FIG. 1 is a cross-sectional explanatory view of a rotary case portion, FIG. 2 is a side view of the whole, FIG. 3 is a plan view thereof, FIG. 4 is a partial side view of a planting portion, and FIG. FIG. 6 is an explanatory view showing the drive system of the main part, FIG. 7 is a control circuit diagram, and FIG. 8 is a diagram showing the relationship between the rotation angle of the rotary case and the swinging angle of the claw case. (15) …… Planting part (17) …… Planting claw (21) …… Rotary case (45a) (45b) …… Planting locus control element (64) …… Pitching sensor

Claims (1)

[Claims] 1. A rotary case (21) in a planted case (20)
Rotatably attached, and the rotary case (21) rotatably attaches the claw case (22a) (22b) to the claw case (22a)
The sun gear (39) is provided with the planting claws (17) (17) on the (22b) and is arranged at the rotation center of the rotary case (21).
Attach a) (39b) to the planting case (20), and attach the sun gear (39
a) (39b) via idle gears (40a) (40b) and planetary gears (41a) (41b) to claw cases (22a) (22b)

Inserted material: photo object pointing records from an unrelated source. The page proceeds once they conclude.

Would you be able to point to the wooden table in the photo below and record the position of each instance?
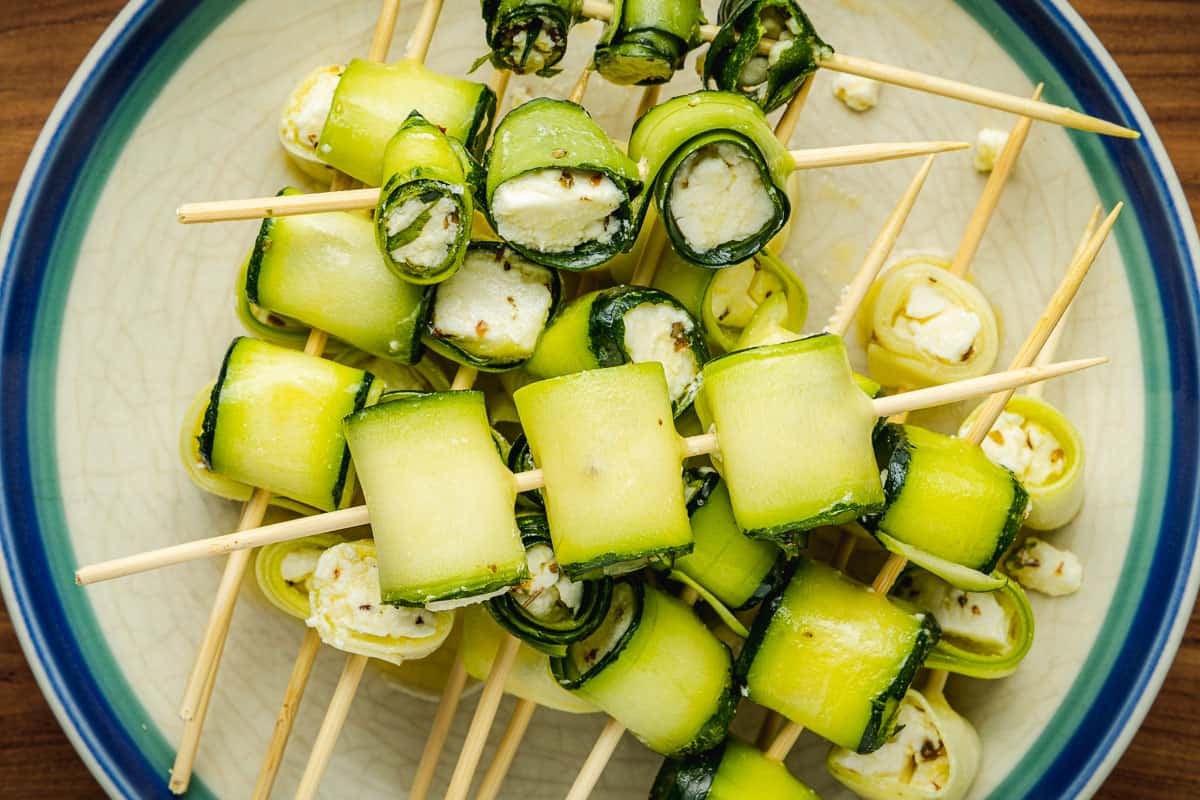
(1156, 42)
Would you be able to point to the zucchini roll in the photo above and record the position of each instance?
(491, 312)
(928, 326)
(984, 633)
(348, 615)
(733, 62)
(739, 571)
(549, 611)
(433, 547)
(558, 190)
(1041, 446)
(612, 463)
(720, 176)
(934, 755)
(796, 438)
(834, 656)
(423, 222)
(274, 421)
(619, 325)
(655, 668)
(325, 271)
(646, 41)
(946, 500)
(733, 770)
(373, 100)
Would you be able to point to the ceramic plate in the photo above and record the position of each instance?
(114, 316)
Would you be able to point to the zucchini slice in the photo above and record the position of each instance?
(529, 36)
(646, 41)
(558, 190)
(373, 100)
(733, 62)
(657, 669)
(612, 464)
(491, 313)
(946, 499)
(423, 222)
(719, 174)
(796, 438)
(550, 611)
(325, 271)
(443, 516)
(625, 324)
(733, 770)
(834, 656)
(274, 421)
(739, 571)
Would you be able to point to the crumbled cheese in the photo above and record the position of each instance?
(1043, 567)
(659, 332)
(495, 306)
(555, 210)
(915, 756)
(972, 615)
(718, 197)
(856, 92)
(432, 245)
(988, 148)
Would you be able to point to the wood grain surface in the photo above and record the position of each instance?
(1156, 42)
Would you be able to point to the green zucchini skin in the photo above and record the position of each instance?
(549, 133)
(507, 19)
(737, 43)
(589, 334)
(646, 41)
(513, 617)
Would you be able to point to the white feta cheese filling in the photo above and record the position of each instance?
(718, 196)
(936, 325)
(916, 756)
(856, 92)
(1025, 447)
(556, 210)
(1043, 567)
(496, 305)
(659, 332)
(971, 615)
(988, 148)
(345, 599)
(431, 247)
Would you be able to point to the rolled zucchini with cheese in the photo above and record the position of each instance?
(624, 324)
(550, 611)
(927, 326)
(346, 612)
(834, 656)
(423, 221)
(558, 190)
(529, 36)
(655, 668)
(984, 633)
(720, 176)
(435, 549)
(646, 41)
(1041, 446)
(949, 510)
(274, 421)
(934, 755)
(373, 100)
(612, 464)
(324, 271)
(796, 438)
(491, 313)
(733, 62)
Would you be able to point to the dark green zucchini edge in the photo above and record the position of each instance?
(511, 615)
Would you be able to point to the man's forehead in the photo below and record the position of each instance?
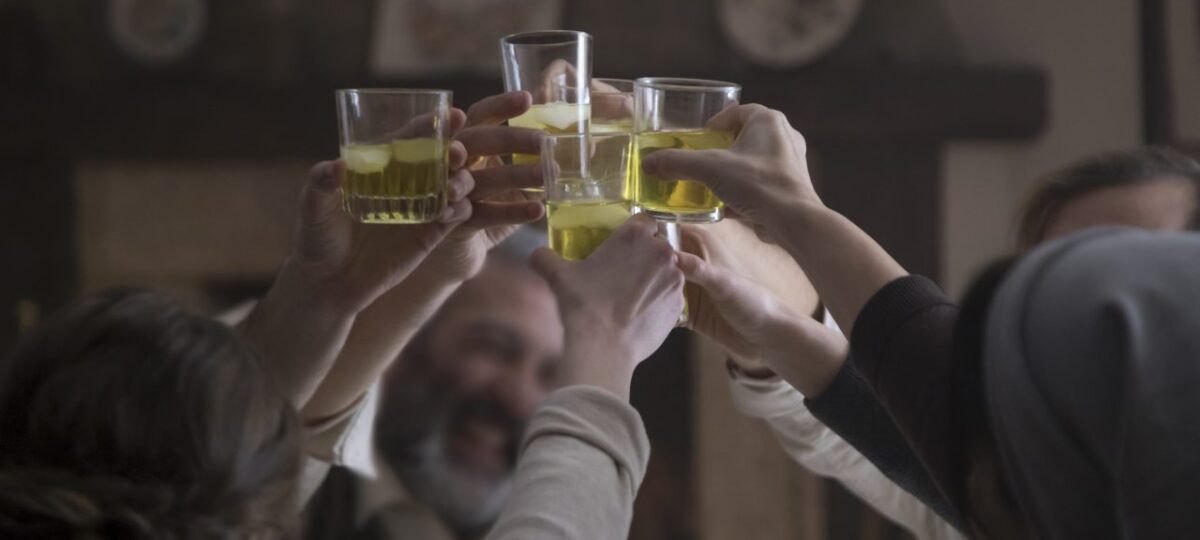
(499, 283)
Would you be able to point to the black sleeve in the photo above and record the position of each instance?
(850, 408)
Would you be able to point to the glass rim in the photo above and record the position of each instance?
(537, 35)
(395, 91)
(593, 91)
(547, 138)
(683, 83)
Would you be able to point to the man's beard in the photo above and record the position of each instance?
(412, 435)
(467, 502)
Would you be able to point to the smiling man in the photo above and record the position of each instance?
(453, 411)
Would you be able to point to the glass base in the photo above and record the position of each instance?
(702, 216)
(394, 210)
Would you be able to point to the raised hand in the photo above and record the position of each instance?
(499, 203)
(497, 208)
(761, 173)
(763, 178)
(759, 325)
(618, 305)
(336, 269)
(730, 245)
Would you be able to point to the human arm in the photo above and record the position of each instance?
(586, 451)
(763, 179)
(821, 450)
(385, 327)
(337, 268)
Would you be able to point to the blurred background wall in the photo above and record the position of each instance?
(1089, 52)
(163, 142)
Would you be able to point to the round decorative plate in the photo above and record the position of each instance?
(156, 31)
(787, 33)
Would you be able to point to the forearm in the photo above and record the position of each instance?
(298, 330)
(595, 364)
(844, 263)
(804, 353)
(378, 335)
(583, 460)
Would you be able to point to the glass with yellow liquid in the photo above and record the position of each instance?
(539, 63)
(611, 103)
(586, 177)
(672, 114)
(586, 184)
(395, 147)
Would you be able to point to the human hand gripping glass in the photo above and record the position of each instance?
(618, 305)
(759, 175)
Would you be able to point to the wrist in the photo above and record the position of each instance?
(593, 358)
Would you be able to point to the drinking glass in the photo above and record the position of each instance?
(395, 147)
(586, 180)
(540, 61)
(672, 113)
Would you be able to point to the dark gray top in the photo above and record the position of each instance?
(1092, 382)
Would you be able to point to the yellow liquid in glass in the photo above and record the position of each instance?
(403, 181)
(552, 118)
(577, 228)
(673, 197)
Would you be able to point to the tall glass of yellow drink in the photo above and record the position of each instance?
(672, 114)
(539, 63)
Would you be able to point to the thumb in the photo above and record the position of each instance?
(549, 264)
(319, 201)
(321, 217)
(719, 283)
(709, 167)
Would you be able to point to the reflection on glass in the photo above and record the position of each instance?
(395, 148)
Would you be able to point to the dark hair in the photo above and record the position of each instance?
(1099, 172)
(126, 417)
(977, 445)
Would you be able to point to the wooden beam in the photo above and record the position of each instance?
(1157, 109)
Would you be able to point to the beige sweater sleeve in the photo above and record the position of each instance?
(819, 449)
(582, 462)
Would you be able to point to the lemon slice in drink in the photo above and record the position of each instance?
(417, 150)
(562, 115)
(603, 215)
(366, 159)
(707, 139)
(658, 141)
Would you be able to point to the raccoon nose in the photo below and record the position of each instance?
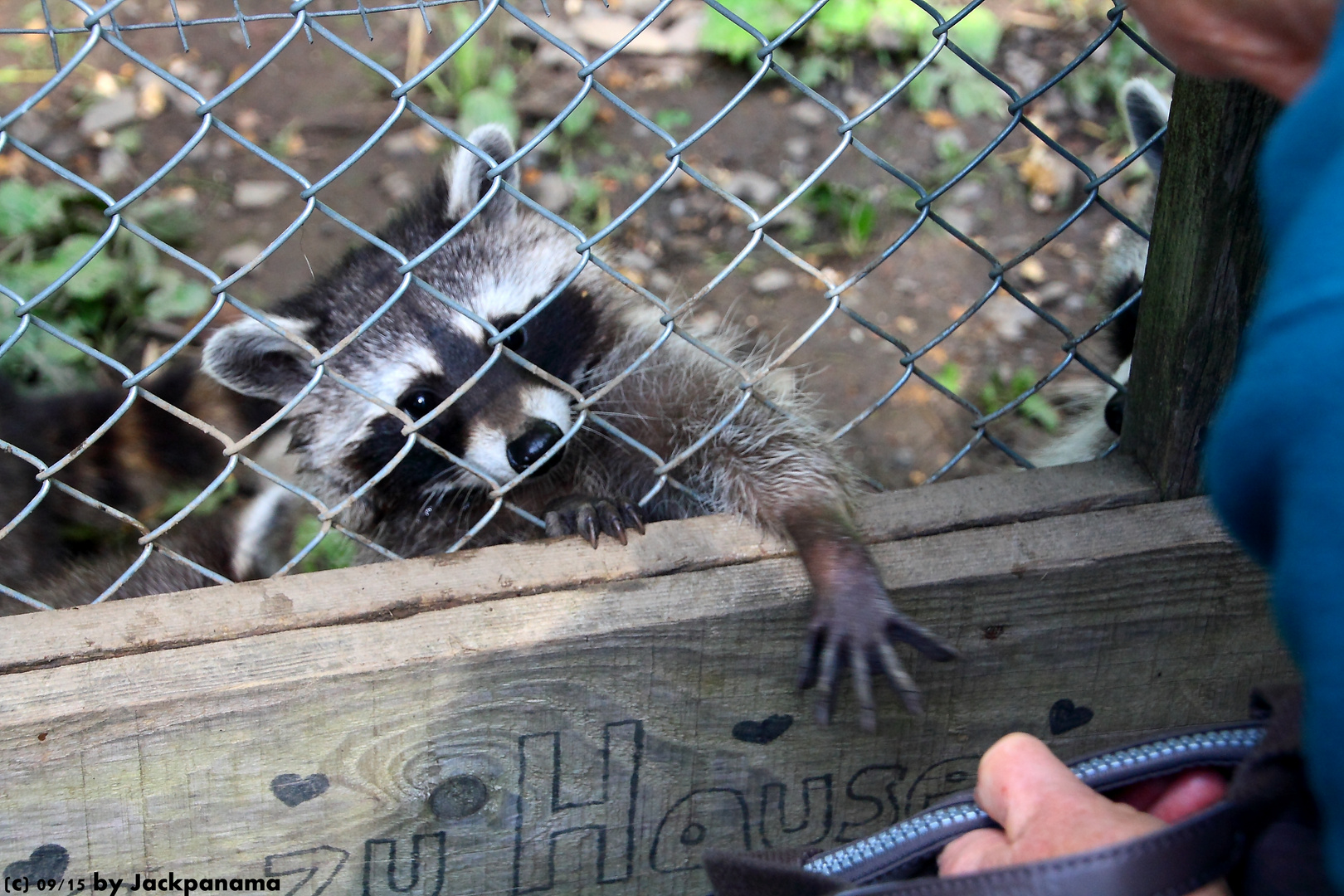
(539, 437)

In the planting device of the rice transplanter, the sun gear (39a) is connected to the plant, and the nail case (22a) (22b) is rotated by the rotation of the rotary case (21) to move the planting claw (17) on the planting locus. ) (39b) rotate to rotate case (21)
The planting locus control elements (45a) (45b) that change the mounting angle of the claw cases (22a) (22b) with respect to the planting case (2
0) and a planting pitching sensor (64) for detecting a change in inclination of the planting section (15) with respect to the ground, and the planting trajectory control element (64) based on the detection result of the planting pitching sensor (64). 45a) (45b) are controlled to operate and
7) Controller that keeps the seedling-to-ground angle almost constant (6
0) is provided, the planting device of the rice transplanter.